What Sound Therapy has achieved with Autistic children
- They show a greater interest in making contact and communicating with the people around them.
- Interactions with their family members have become more affectionate and appropriate.
- Increased eye contact and the children have a longer attention span.
- Initiate contact rather than waiting to be approached.
- For children without language, vocalisation has increased, initially as screams and then as babbling.
- Children who can speak may develop a more appropriate use of language, e.g. beginning to use more personal pronouns ("I", "you") or first names, and using words to express their feelings.
- They may begin to laugh and cry at appropriate times.
- Once children have begun to emerge from their emotional isolation they have shown increasing responsiveness to what they are being taught and to the people who care for them.
Tips for using Sound Therapy for Autistic children
Both the music and the story CDs are suitable for children with autism or Asperger's Syndrome. For children who can speak, the "Let's Recite" CD in the Family Kit is particularly beneficial, as it gives the child the opportunity to repeat what is said, encouraging participation and vocal expression of the new range of frequencies being heard.
Your child should be encouraged to listen to the Sound Therapy CDs for 30 - 60 minute each day. If it is possible for your child to listen for longer than this each day, that will be even more beneficial.
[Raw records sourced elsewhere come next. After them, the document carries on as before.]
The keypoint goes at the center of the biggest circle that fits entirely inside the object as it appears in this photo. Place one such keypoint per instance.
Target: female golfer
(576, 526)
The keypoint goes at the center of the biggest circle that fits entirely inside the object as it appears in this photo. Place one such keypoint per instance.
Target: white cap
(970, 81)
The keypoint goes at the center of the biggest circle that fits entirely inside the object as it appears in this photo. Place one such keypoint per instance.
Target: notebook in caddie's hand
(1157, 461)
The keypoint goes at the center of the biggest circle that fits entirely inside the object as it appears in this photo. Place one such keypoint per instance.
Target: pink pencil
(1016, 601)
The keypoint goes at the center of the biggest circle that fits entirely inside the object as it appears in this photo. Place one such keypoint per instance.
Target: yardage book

Learn more about how to use Sound Therapy.
Related research
Badenhorst (1975) investigated the nature of auditory laterality, paying close attention to Tomatis' technique of observing the amount of mobility of facial muscles whilst speaking which provides a further indication of right or left speech-hearing preference.
Badenhorst found that the subjects with a right speech-hearing preference had a better capacity to relate appropriately to emotional stimuli and were more in control of their emotional responses, were more extroverted, and were less prone to anxiety, tension, frustration and aggression.
References
Badenhorst, F.H. (1975). ‘n Rorschachstudie van regssydiges en linkslwsteraars met gemengde laterale voorkeure. Ongepubliseerde M.-graad-skripsie, Potchefstroom Universiteit vir CHO: Potchefstroom.
Van Jaarsveld, P.E. & du Plessis, W.F. (1988). Audio-psycho-phonology at Potchefstroom: a review. South African Journal of Psychology, 18, 136-143.